María y yo no es una adaptación del cómic, que no es un cómic en el sentido ortodoxo del término, en el que Miguel Gallardo relata algunas de las experiencias con su hija autista. El filme de Félix Fernández de Castro parte de los textos e ilustraciones del libro de Gallardo para recrear con otras armas expresivas la relación entre padre e hija, el día a día durante sus vacaciones en un complejo turístico canario, intercalando declaraciones del propio Gallardo y la madre de María para completar un retrato lo más amplio y versátil posible de la niña, su entorno y el particular universo que ella misma se ha creado.

Gallardo se sitúa en primera persona. Habla, explica, participa, se relaciona con su hija y muestra los dibujos que ha realizó desde el nacimiento de María hasta un momento concreto de su existencia, de su vida compartida. Algunos de estos dibujos, que ya no son los que definieron al popular Makoki, sino que tienen un trazo bien distinto, claro y sintético, porque obedecen a otras necesidades expresivas, las de comunicarse con una niña autista, cobran vida o son recreados de la manera más fantasiosa posible; es el caso de la bella secuencia en la que María se extasía con las motas de polvo que se esparcen en el interior de un avión.

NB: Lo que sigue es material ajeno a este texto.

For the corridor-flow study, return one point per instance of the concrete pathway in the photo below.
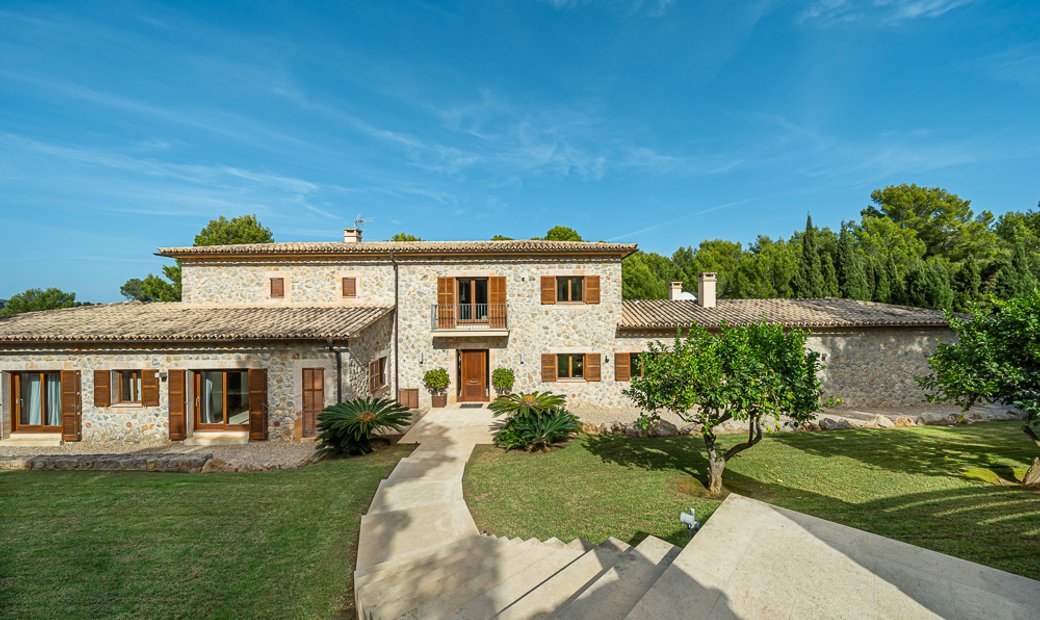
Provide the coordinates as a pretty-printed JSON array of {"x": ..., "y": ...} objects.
[{"x": 420, "y": 556}]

María y yo, la película, resulta tanto un documento exploratorio como un relato cotidiano, una ficción y un fragmento de vida, una fantasía y una realidad, una película que parte de un cómic y un libro de ilustraciones, mejor dicho, un diario íntimo hecho de dibujos, que llega a transformarse en una película. Una bocanada de aire fresco en el cine documental y, también, en el cine como método tan lúdico como terapéutico para afrontar otro tipo de realidades.